In fact Pride Foundation (foundation for breast cancer awareness) has invited me to talk to the public about my experience.
There have been accusations that you asked for larger donations for your cancer treatment. Did these bother you?
They can send auditors to check my bills. You don’t know the truth. I know the truth. Cancer treatment can be expensive, especially for my kind of cancer.
I have met people who have spent their entire EPF savings on treatment. I have met people who have had to sell their house to get cured.
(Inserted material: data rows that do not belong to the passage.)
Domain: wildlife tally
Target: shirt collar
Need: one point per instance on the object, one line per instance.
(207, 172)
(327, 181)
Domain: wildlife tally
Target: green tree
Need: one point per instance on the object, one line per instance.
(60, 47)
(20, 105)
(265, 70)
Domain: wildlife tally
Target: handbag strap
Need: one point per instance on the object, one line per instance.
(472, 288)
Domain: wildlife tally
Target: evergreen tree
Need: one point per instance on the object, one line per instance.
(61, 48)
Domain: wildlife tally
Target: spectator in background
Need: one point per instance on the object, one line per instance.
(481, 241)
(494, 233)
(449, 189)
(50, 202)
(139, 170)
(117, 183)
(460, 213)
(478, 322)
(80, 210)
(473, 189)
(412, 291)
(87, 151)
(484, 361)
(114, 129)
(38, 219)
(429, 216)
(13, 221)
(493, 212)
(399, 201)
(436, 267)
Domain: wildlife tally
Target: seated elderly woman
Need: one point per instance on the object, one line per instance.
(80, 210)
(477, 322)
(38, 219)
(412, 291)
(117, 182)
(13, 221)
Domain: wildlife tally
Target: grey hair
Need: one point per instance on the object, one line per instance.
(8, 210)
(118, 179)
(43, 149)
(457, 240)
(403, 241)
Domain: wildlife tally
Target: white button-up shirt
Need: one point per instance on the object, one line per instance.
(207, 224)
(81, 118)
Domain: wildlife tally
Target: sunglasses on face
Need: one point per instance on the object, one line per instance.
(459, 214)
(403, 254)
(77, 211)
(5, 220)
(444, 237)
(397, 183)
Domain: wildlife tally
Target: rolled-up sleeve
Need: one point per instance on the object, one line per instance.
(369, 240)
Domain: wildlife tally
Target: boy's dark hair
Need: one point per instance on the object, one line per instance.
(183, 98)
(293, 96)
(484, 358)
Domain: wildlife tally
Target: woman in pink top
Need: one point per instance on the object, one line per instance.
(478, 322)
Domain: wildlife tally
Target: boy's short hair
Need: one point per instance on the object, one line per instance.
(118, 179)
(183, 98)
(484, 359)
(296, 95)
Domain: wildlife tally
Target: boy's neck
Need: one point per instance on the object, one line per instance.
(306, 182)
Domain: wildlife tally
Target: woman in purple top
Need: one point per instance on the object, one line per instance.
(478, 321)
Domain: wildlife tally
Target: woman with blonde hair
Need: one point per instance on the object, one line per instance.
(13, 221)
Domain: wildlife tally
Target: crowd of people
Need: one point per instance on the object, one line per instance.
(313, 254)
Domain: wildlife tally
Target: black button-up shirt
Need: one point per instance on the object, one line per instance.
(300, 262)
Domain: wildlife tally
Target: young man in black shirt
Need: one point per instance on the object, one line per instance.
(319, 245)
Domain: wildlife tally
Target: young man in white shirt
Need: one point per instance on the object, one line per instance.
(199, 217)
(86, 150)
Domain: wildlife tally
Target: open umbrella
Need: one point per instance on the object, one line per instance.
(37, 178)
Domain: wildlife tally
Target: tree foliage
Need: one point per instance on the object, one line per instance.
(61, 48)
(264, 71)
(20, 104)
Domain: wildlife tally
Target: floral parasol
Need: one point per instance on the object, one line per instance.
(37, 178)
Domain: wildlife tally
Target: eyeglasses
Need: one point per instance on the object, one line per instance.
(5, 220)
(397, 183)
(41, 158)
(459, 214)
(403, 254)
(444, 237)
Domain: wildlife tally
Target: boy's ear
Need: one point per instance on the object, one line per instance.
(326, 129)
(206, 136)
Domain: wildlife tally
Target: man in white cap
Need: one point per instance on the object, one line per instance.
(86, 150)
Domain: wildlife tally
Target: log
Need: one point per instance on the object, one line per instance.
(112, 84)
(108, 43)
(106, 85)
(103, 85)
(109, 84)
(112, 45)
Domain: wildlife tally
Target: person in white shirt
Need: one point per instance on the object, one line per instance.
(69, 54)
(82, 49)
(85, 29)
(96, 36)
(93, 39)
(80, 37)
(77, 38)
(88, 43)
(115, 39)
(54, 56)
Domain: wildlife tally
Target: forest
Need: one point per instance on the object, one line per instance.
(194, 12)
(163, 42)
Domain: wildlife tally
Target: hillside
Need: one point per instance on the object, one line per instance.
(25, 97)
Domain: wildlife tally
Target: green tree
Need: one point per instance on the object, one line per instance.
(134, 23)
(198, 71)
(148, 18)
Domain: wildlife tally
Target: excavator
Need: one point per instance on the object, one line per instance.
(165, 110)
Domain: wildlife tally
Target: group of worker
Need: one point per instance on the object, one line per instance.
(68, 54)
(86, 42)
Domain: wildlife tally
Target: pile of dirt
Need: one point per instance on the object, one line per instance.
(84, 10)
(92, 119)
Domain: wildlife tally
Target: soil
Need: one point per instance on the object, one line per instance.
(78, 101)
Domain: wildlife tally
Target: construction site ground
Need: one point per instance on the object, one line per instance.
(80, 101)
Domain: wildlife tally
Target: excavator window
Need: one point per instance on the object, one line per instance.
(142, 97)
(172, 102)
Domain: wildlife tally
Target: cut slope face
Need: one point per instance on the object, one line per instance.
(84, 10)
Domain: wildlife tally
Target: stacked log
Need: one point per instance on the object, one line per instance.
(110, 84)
I have never allowed what people say about me to bother me. I have never gone out and conned anyone. If I were that type of person, I would not be a struggling actor. I would have gone after a rich guy and lived comfortably.
What are the biggest misconceptions people might have about you?
They always think I am very rich, which I like. Because I think thoughts are like prayers. Let me tell you, this dress I am wearing I bought from a bazaar. I hardly go to boutiques. I buy cheap things. However when I wear them, I manage to make them look like they are expensive. I have the rich look. But I am not the luxurious type. I am not extravagant. My car is not new, it’s third hand.
With all these challenges, why do you continue to act?
For you to last as a Malaysian actor, you are either crazy or passionate. I am both. I am crazy about acting. I am passionate about my craft.